Dr. Thomas Herring, director of Jack C. Davis Observatory, took photos of the northern lights from his home.

Dr. Thomas Herring, director of Jack C. Davis Observatory, took photos of the northern lights from his home.

Many astronomy followers were fortunate to view the spectacular northern lights this past weekend when a rare phenomenon made them visible much farther south than usual.

Dr. Thomas Herring, director of Jack C. Davis Observatory at WNC, photographed the aurora borealis from his home and with an all-sky camera at JCDO.

“It takes very strong geomagnetic storms to produce bright enough auroras for us to see them,” he said. “It just so happens that the Sun is in a very active phase right now where its magnetic field is very complex and more likely to produce energetic ejections of material in the form of Coronal Mass Ejections (CMEs), which are usually associated with bright solar flares (an outburst of electromagnetic energy caused by collapsing magnetic fields on the Sun).”

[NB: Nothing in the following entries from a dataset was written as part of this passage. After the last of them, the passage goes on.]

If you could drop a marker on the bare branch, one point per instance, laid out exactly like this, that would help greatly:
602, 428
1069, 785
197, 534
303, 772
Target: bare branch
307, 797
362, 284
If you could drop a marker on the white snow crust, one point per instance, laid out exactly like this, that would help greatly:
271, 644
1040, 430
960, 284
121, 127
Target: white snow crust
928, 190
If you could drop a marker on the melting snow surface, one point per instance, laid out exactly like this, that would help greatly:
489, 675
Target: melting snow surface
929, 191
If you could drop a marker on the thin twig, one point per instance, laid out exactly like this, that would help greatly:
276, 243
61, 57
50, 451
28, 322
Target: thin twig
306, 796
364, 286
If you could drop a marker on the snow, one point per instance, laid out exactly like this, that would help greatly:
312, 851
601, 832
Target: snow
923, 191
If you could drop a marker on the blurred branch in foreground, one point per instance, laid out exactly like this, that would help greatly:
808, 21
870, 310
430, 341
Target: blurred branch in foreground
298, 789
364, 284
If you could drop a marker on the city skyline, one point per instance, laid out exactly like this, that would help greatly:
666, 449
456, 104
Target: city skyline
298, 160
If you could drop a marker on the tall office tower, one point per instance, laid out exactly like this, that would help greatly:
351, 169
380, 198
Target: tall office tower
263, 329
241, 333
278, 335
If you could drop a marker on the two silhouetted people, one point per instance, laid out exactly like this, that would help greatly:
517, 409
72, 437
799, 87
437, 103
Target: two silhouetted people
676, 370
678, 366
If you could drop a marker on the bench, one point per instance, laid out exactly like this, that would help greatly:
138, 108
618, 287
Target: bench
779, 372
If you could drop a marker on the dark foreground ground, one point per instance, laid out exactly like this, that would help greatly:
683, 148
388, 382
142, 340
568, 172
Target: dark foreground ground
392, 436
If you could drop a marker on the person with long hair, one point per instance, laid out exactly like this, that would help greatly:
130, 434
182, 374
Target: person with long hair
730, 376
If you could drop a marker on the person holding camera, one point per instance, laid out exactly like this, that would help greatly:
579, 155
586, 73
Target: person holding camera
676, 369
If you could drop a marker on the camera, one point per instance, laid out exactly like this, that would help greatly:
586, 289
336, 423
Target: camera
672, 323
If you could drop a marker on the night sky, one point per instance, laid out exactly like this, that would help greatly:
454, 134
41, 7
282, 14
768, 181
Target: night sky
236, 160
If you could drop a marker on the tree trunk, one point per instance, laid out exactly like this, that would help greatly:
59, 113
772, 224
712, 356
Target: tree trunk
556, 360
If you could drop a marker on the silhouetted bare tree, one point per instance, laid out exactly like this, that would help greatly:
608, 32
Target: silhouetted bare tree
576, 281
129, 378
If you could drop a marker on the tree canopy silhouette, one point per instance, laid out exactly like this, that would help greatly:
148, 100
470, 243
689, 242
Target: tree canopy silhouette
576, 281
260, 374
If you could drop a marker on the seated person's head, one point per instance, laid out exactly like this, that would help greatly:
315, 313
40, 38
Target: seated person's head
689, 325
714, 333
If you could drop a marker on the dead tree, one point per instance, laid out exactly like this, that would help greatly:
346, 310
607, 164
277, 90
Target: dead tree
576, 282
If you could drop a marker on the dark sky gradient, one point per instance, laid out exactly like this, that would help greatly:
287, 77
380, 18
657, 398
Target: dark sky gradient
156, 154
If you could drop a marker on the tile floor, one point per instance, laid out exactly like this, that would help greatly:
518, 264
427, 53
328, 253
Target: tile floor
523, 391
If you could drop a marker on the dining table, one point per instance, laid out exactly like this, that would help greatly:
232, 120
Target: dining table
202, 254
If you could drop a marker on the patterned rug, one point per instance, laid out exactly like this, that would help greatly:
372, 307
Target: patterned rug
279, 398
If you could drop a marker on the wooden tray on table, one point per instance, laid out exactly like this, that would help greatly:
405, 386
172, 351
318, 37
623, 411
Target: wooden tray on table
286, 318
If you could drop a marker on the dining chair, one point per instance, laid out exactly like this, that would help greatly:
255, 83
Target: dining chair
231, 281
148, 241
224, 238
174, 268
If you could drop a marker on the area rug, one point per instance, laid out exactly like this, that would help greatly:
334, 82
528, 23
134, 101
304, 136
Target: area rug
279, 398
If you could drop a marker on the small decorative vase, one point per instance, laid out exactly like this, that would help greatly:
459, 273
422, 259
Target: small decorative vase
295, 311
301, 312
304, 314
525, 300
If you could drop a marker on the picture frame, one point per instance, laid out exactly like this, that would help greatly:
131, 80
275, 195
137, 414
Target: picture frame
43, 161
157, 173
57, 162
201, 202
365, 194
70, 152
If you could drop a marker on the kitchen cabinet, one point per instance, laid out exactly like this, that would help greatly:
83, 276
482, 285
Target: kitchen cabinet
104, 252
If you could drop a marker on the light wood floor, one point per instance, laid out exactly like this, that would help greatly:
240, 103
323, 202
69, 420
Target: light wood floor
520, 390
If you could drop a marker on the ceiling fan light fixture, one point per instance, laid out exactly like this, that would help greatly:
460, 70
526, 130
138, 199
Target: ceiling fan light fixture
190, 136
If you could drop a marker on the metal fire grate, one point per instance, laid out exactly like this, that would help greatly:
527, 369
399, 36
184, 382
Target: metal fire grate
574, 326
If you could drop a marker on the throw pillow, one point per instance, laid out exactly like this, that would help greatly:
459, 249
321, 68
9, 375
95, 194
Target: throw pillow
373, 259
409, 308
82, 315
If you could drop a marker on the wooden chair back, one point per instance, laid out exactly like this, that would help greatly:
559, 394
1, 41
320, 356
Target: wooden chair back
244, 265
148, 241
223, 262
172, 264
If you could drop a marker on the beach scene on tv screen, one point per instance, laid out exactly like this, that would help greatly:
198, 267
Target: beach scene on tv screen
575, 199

Dr. Herring said that predicting bright viewing of northern lights is extremely difficult, even though a large number of sunspots on the Sun can serve as a forerunner to such an event.

“When we see a large number of sunspots on the Sun there is an increased likelihood of having flares and CMEs, but it is not certain which complexes of sunspots will result in such outbursts or when they will happen,” he said. “We can only get to more or less likely. The other complication is whether the outburst results in extra material being directed toward the Earth.”

Even then, the ejected plasma has to intercept the Earth in its orbit once it has traveled the vast distance from the Sun to the Earth's orbit.

“We were actually hit by a succession of CME events in a short period of time resulting in a very strong G5 geomagnetic storm last Friday,” Dr. Herring said.

Not since 2003 has the geomagnetic storm been so powerful, Dr. Herring said.

“The Sun goes through an 11-year cycle where its overall magnetic field direction flips around,” he said. “So, about every 11 or so years the likelihood of these storms impacting Earth goes up. However, we don't always get hit by the big CMEs.”

As a result, these geomagnetic storms are only known a few days in advance and the brightness of the auroras can only be discovered several hours ahead of time.